The potential deal may lead to an infusion of at least $60 million into the company, as per its valuation in the last fundraising in January
According to the proposed deal, Zomato will sell 15,188 shares to MacRitchie Investments, according to regulatory filings
Bengaluru: Online food ordering platform Zomato is in the final stages of raising funds from MacRitchie Investments, a unit of Singapore’s state investment arm Temasek Holdings.
According to the proposed deal, Zomato will sell 15,188 shares to MacRitchie Investments, according to regulatory filings with the corporate affairs ministry, reviewed by Mint. The value of Zomato’s shares was not disclosed.
The potential deal may lead to an infusion of at least $60 million into the company, as per its valuation in the last fundraising in January.
Zomato, whose business was severely disrupted by the covid-19 pandemic, has added an additional subscription of ₹184.15 crore to its Foodie Bay Employees ESOP trust, showed regulatory filings. Additionally, it has received $5 million ( ₹38 crore) in March from Pacific Horizon Investment Trust, which is managed by UK-based Baillie Gifford & Co. Ltd.
The development was first reported by online news portal Entrackr.
In July, Mint reported that new foreign direct investment rules would pose challenges for the Gurugram-based startup to tap into the $150 million capital it raised from Ant Financial, a unit of Chinese internet giant Alibaba, in January.
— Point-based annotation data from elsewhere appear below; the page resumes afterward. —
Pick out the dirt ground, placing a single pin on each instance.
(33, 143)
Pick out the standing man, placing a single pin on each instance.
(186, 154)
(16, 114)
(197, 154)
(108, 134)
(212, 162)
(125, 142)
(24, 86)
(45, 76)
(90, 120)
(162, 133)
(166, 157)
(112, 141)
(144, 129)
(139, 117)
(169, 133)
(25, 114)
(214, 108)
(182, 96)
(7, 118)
The fundraising had valued Zomato at $3 billion.
India imposed stricter rules around foreign investments from neighbouring countries with effect from April. The change was mainly aimed at restricting investments from China.
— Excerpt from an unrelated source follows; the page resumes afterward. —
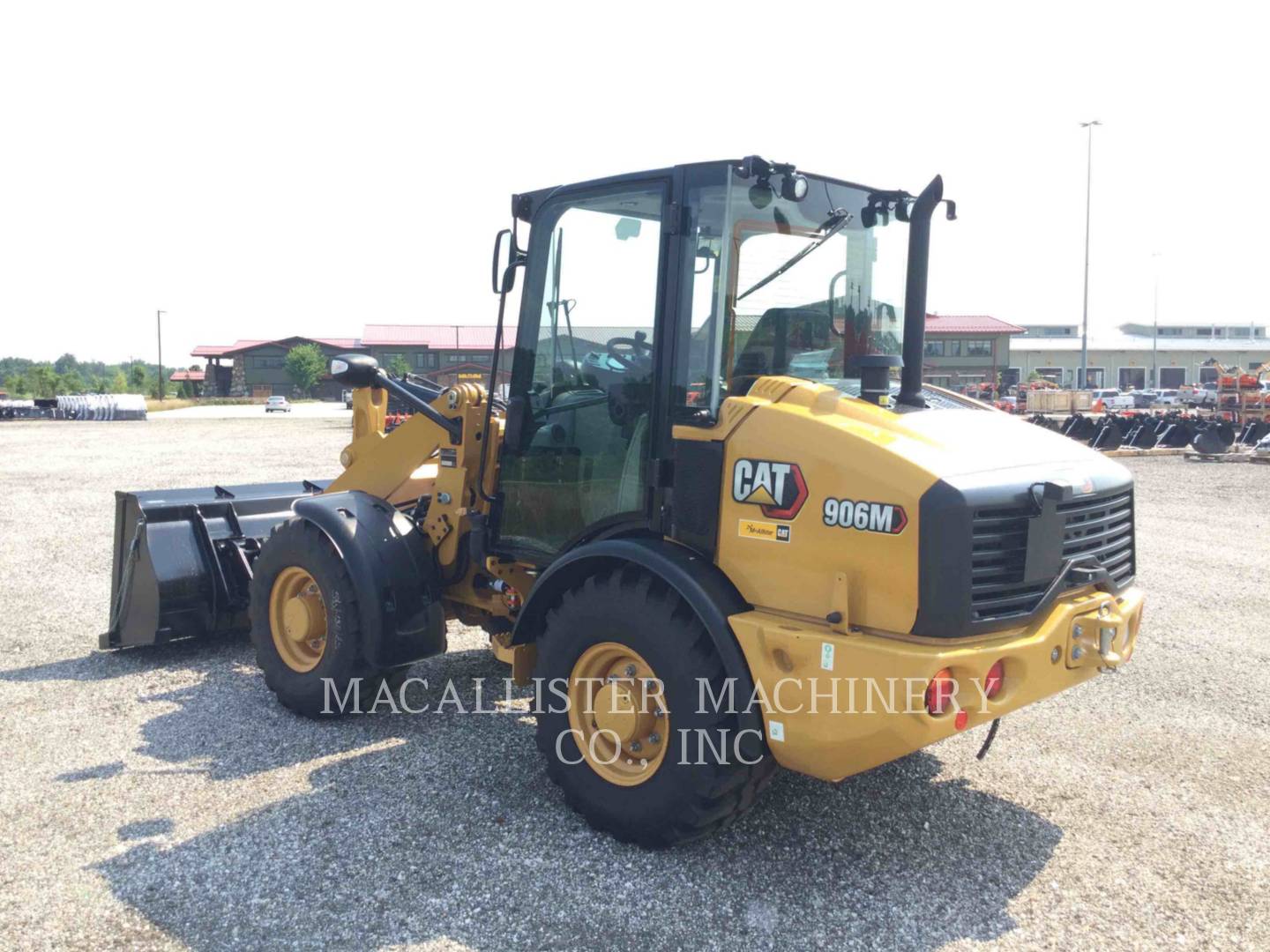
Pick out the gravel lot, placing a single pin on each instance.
(161, 799)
Zomato had already received the first tranche of about $50 million from Ant Financial in January, but the remainder got delayed due to the government restrictions. Since then, the food-tech startup had been scouting for new investors to chart its next phase of growth, as its business continues to lose money.
Rival Swiggy raised $113 million from Naspers in February.
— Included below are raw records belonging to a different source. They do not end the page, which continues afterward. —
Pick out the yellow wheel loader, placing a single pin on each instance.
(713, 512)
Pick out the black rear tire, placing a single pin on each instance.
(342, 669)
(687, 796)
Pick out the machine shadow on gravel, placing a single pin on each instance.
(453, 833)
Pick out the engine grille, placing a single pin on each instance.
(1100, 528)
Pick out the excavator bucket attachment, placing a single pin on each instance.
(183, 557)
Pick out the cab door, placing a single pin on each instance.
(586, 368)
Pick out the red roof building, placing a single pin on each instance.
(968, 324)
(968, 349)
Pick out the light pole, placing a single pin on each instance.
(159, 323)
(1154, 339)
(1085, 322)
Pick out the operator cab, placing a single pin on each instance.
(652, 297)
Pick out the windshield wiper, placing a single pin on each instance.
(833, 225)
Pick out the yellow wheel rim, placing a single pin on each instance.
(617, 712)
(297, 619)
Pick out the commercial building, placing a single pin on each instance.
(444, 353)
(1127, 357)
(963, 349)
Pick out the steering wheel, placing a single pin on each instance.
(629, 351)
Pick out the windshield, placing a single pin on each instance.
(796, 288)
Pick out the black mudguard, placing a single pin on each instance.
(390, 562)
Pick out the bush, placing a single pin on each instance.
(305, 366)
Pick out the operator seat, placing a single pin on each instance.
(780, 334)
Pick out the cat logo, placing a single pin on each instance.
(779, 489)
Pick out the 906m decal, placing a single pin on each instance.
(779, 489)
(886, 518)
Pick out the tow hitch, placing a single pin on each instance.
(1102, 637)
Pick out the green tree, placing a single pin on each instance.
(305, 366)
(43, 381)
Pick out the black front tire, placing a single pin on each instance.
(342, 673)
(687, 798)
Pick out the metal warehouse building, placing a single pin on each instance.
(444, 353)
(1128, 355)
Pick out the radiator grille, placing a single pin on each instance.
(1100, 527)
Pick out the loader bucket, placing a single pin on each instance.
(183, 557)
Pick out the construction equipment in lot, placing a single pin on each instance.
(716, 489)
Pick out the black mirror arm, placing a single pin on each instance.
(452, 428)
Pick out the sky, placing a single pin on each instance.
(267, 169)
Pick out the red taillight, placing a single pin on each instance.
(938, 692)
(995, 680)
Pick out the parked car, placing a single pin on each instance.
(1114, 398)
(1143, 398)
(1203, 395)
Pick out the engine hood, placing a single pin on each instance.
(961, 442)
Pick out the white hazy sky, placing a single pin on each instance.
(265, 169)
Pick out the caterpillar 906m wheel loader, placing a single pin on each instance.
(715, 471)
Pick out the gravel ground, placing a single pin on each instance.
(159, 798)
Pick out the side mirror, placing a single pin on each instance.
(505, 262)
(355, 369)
In July, Zomato released data of its financial performance for 2019-20, which showed a doubling of revenue to $394 million, although it recorded a loss of $293 million.
“Right after the rise of covid-19 cases in India towards the end of March, our food delivery GMV (gross merchandise value) hit its lowest point in two years. GMV was 80% down in the last week of March 2020, compared to our peak pre-covid-19 week (in mid-February)," Deepinder Goyal, founder and CEO of Zomato, said while announcing the results.
The company also said that it expects its monthly burn rate to drop to under $1million.
However, according to a recent report released by Zomato, the food delivery industry is nearing pre-covid levels with the sector now registering 75-80% of pre-covid GMV or gross merchandise value.
Zomato also said that it expects the food delivery industry to hit pre-covid levels of business in the next 2-3 months. The company also said that the number of restaurants offering food delivery on its platform is at 70% of pre-covid levels, in its report.
In a bid to increase its capital runway, Zomato laid off almost 540 employees in May and halved salaries until the end of this year.
In recent months, Zomato has also scaled down its online grocery delivery vertical, Zomato Market, which it launched in April, during the early days of the lockdown through partnerships with several fast-moving consumer goods companies and local grocery stores to provide deliveries in over 185 cities. Zomato also partnered with Grofers for last-mile delivery of essentials.